The Dickey-Fuller Test for this series was significant at the 5% level (t-stat of -2.997), supporting the alternate hypothesis of stationarity. This means that at any given point in the season, the accuracy of the closing Vegas line, measured by the standard deviation of the results from the lines, is relatively constant. While there appears to be some increased variation at the beginning of the season, it is not different enough from the rest of the season to show that the sports betting markets are learning more about the teams.
But perhaps by looking at all teams, I’m missing a subset that has increased variability. Perhaps the market isn’t as good at predicting the relative strength of teams with fewer returning players, and thus more unknowns. To look at this aspect, I collected returning minutes data from 2008 to 2011, and sought correlations between returning minutes and the line miss for early season games. The correlation between returning minutes and line miss in each of the first 10 games of the season was at most -0.14, essentially zero. It seems that the prediction markets are equally good at assessing teams with lots of returners and teams with few.

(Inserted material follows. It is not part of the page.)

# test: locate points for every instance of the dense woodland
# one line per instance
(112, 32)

What is there to conclude from this exercise? While there is more work to be done, it seems that there is some good evidence that even at the beginning of the college basketball season, Las Vegas sports betting markets are close to as accurate as they are all season. Of course, I am talking about large sample averages: there are obviously individual teams that gamblers learn more about whose early season lines are out of whack. But it seems to me that lines, like the stock market, are a mean-reverting process.
Vegas does not appear to learn much over the course of the season, but I think that is to the market’s credit. There is an inherent amount of randomness in the game of basketball. The betting market seems to be accurate, around that level of randomness, even at the beginning of the season, when one might expect it to be less accurate. This is yet another example of the power of prediction markets and the wisdom of crowds.